India does not have problems like Sri Lanka, Pakistan: Raghuram Rajan
- Raghuram Rajan said that the RBI has done a good job in increasing the forex reserves
- Rajan is currently in the economic advisory council to Tamil Nadu chief minister
- Rajan also discussed how the RBI's policy rate hikes will aid in reducing inflation
Former Reserve Bank of India Governor Raghuram Rajan on Tuesday said that the country’s foreign exchange reserves are sufficient and India is not facing problems like Pakistan and Sri Lanka because of RBI’s consistent efforts to combat inflation.
“We have sufficient foreign exchange reserves. The RBI has done a good job in increasing the reserves.
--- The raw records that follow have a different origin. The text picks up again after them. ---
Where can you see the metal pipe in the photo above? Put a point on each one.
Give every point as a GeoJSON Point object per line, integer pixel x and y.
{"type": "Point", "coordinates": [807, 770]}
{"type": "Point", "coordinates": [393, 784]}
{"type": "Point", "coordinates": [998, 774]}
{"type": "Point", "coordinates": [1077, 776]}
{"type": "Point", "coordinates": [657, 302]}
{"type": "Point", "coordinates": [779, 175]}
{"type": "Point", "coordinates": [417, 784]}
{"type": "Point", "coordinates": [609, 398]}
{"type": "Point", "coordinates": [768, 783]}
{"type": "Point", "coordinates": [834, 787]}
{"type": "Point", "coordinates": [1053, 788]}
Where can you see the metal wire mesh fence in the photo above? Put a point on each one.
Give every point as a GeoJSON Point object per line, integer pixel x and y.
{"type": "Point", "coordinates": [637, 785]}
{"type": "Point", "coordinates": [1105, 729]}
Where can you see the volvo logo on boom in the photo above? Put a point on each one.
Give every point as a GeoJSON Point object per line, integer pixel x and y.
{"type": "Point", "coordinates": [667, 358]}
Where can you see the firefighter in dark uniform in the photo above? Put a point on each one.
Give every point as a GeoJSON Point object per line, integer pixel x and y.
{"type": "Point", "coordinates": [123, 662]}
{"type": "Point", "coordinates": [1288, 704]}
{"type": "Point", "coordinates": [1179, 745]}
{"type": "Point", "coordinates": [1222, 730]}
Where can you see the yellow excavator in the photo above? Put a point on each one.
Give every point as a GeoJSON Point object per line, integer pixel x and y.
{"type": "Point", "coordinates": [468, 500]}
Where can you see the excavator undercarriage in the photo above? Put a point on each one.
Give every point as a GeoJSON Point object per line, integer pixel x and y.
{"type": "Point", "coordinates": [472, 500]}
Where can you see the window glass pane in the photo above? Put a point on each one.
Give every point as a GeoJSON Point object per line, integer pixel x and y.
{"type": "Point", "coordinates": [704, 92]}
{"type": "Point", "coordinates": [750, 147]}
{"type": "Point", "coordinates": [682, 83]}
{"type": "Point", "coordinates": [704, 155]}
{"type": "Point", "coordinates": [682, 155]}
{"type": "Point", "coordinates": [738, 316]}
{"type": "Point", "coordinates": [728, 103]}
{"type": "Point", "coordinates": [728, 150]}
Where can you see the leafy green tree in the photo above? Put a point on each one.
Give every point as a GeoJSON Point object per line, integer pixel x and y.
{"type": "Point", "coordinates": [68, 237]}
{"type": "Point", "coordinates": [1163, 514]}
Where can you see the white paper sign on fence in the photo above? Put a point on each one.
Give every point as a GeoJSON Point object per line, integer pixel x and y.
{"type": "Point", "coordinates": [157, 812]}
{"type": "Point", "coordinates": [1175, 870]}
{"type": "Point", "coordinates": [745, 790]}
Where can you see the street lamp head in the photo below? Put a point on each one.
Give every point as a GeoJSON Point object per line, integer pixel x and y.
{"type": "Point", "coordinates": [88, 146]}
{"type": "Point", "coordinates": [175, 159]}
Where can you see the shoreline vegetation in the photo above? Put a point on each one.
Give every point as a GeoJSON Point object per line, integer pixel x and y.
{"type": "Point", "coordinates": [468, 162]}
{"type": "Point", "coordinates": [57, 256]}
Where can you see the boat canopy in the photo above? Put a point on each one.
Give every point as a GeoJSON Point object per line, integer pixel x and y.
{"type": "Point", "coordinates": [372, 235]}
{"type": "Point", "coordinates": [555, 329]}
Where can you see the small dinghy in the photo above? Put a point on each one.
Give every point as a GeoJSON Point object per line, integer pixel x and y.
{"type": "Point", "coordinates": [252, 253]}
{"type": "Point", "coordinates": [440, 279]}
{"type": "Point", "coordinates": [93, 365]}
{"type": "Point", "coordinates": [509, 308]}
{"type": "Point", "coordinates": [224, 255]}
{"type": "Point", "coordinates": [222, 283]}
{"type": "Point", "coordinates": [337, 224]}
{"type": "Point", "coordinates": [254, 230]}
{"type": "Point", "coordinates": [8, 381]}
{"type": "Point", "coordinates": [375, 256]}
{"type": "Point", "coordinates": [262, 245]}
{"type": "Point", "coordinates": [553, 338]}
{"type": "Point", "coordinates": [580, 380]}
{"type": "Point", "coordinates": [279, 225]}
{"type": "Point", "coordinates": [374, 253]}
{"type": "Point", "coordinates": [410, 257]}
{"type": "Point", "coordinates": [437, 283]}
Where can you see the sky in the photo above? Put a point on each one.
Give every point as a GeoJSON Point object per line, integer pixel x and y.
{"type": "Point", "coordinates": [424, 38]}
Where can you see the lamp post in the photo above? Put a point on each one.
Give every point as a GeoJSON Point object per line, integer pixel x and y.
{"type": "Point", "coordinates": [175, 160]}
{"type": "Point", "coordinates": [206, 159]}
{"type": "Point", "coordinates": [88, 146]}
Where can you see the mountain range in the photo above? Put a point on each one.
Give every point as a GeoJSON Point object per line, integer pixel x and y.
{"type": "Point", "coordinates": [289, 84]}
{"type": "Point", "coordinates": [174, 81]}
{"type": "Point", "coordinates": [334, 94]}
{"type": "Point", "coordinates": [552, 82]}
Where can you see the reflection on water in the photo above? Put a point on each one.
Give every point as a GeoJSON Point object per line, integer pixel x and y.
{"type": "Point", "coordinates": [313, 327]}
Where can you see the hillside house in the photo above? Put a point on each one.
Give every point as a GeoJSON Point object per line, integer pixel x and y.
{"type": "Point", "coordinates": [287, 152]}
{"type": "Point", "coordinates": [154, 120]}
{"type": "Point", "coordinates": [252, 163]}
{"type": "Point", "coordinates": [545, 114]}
We are not having problems like Sri Lanka and Pakistan. Our foreign debts are also less” Raghuram Rajan told NDTV.
Rajan, who presently serves on the Tamil Nadu chief minister's economic advisory council, believes that India's strong foreign exchange reserves and low external debt make it more resilient to price shocks.
For the week ended July 22, India's forex reserves were $571.6 billion. According to RBI statistics, India's foreign debt obligations were at $620.7 billion at the end of March. The external debt-to-GDP ratio declined to 19.9% in March of this year, down from 21.2% the previous year.
Rajan also discussed how the RBI's interest rate hikes will aid in reducing inflationary pressures.
Analysts expect the Reserve Bank of India (RBI) to hike the repo rate by 35-50 basis points (bps) during its policy meeting this week. The monetary policy committee (MPC) will meet from August 3 to 5.
He also said that the country’s economic growth of 7% for the current fiscal year is “insufficient for the kind of jobs” it needs.
“A lot of this growth is jobless growth. Jobs are essentially Task One for the economy. We don’t need everybody to be a software programmer or consultant but we need decent jobs,” he added.
Rajan explained that there are no quick routes to creating jobs for all Indians. “We have to increase the skill base and education of our people,” he continued. “If we can create the skill base, the jobs will come.”
According to a report by the Centre for Monitoring Indian Economy (CMIE), the total jobless rate decreased to 6.80% in July, down 1% from June and the lowest level since 6.56% in January.
Rural India's unemployment rate decreased to 6.14% in July, down from 8.03% the previous month. The explanation for this growth is attributed to 9% above-average rainfall in July. According to reports, the rural unemployment rate climbed last month as rainfall was below average and patchy in June.
According to figures for urban areas, unemployment grew in July to 8.21% from 7.30% in June, indicating that this development may only be a temporary relief for India.